İri gazetenin amiral kaptanlığını bıraktığı günden bu yana yazılarının ayarı kaçan Ertuğrul Özkök “Mobilyaperestlik” başlıklı yazısına GENÇ’in Temmuz 2011 kapağını taşıdı. Bilvesile biz de kendimizin ne olduğunu öğrendik: “Müslüman kesimin “Genç” isimli dergisi…” Aslında yazı Nureddin Yıldız Hocaefendi’nin tespitlerini tartışıyor. Bizim kapağımızı, o görsel ve ifade ile ne dediğimizi bile anlama ihtiyacı hissetmeden yazısının ortasına yerleştiren Özkök, başörtülü kızların hayata daha çok katılmalarına ilişkin akıl yürütmelerde bulunuyor. Söylediklerinin merceğinden kapağımıza bakılmasının ilginç olacağını ifade ediyor. Ortada bir ilginçlik olduğu kesin. Ama bu Özkök’ün ifade ettiği midir, bilinmez. Nureddin Yıldız’ın isminin Nureddin Yılmaz olması, kapak tarihimizin Temmuz 2001 diye verilmesi gibi basit maddi hataları geçelim. Ama şunu geçemeyiz: Artık jübile planları yapan bu köşe yazarı beyefendinin sözleri eşsiz bir ruh haline işaret ediyor. Nasıl bir ruh hali diye sormayın ve Alev Alatlı’nın yeni çıkacak “Beyaz Türkler Küstüler” başlıklı kitabını alıp okuyun.
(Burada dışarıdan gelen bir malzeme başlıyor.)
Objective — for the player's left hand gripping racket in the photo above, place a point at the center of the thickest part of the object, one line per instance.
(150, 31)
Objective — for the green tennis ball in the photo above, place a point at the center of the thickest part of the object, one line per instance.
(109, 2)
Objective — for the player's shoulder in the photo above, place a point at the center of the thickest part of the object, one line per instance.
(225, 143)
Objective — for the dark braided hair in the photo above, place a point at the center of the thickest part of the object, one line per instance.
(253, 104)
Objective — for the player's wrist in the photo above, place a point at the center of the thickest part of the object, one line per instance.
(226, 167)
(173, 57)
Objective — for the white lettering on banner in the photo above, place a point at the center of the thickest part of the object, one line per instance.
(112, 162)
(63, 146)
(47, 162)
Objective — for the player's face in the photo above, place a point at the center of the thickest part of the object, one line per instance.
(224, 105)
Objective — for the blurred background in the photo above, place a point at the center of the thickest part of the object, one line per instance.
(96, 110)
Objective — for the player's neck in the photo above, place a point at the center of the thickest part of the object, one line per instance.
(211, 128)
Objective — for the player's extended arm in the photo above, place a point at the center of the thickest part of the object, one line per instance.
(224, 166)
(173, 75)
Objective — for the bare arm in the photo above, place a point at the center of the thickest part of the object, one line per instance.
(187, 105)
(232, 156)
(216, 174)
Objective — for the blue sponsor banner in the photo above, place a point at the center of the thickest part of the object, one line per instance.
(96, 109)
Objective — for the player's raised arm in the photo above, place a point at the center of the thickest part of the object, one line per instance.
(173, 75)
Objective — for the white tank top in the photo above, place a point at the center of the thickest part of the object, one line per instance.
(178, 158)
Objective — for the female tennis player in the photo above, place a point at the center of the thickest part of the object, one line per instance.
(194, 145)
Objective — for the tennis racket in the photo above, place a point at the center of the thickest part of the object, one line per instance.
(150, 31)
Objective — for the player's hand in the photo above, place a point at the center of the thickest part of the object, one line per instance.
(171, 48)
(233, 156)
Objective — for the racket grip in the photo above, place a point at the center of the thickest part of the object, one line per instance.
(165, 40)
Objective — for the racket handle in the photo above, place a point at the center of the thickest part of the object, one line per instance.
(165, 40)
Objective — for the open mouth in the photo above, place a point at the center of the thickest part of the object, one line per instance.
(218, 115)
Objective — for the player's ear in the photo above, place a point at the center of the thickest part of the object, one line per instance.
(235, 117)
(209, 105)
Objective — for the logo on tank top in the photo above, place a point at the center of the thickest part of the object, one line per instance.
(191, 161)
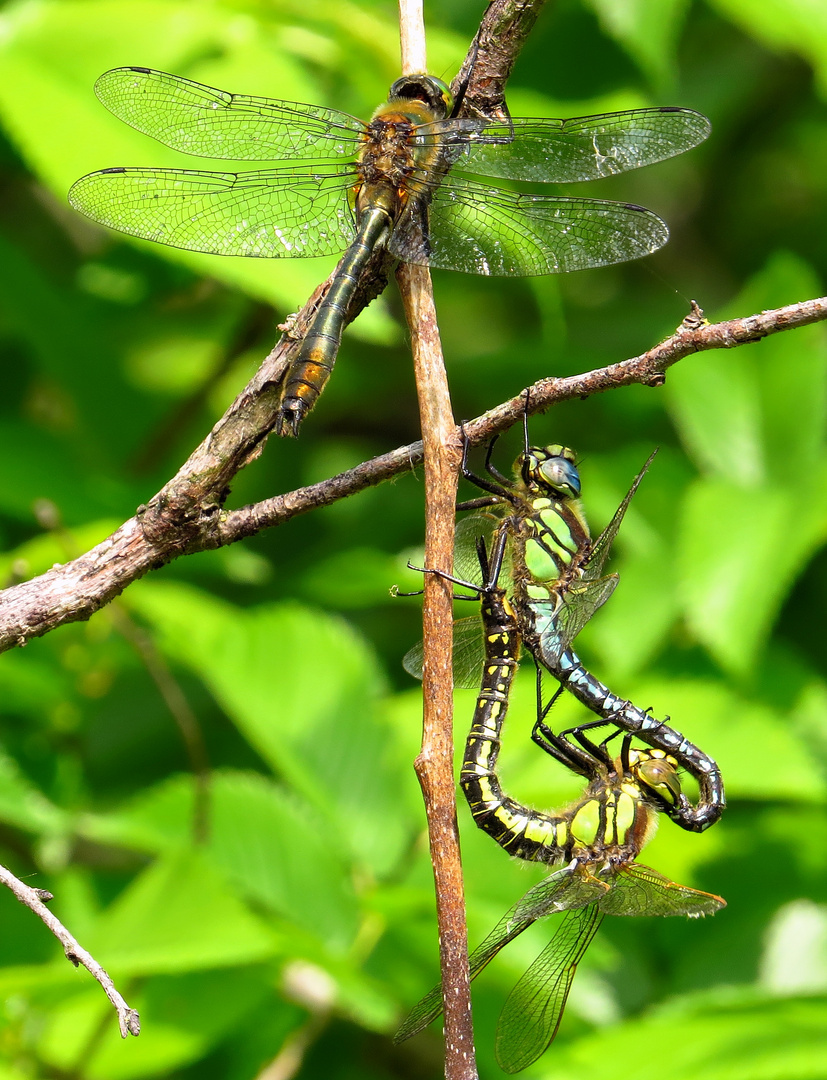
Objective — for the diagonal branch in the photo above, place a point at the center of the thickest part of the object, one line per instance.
(187, 514)
(35, 900)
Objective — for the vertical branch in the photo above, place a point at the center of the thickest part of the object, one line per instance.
(435, 761)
Alatlı bu kitapta paçozluk adını verdiği yeni bir kavrama yer veriyor ve bir röportajında paçozluğu şöyle tarif ediyor: “Paçoz, kendi çıkarları için her yolu mübah sayan, küstah, beş para etmez, sokak kurnazı, zevzek, müptezel, basmakalıp, palavracı, rüküş, hoyrat, içtensiz, pespaye, nekes, terbiyesiz, aşağılık, ahlaksız, kalleş. Dostoyevski ‘Puşlost’ (Poshlost) der. Topluma musallat olan, iblis ayarlı, paçozluktur, Puşlost. İşte kitap paçozluğun hikayesi. Puşlost tüm bu kavramları içinde toplayan tanımlama. Bizde de Ömer Seyfettin’in Efruz Bey tiplemesi, Nesin’in Zübük’ü kısmen buna yakındır. Ama benim ele aldığım paçozluk süreci Puşlost’a daha yakın ve korkum o ki, bu iblis Türkiye’ye yerleşmektedir. Paçozluğun dini, ırkı, sınıfı, cinsiyeti, ırkı yoktur ve giderek Türkiye’ye yerleşiyor.”
Bence GENÇ bir de paçozların iktidarını kapak yapmalı. O kapağın görselinde gönderdeki flamanın ne olacağını hiç tartışacağımızı düşünmüyorum.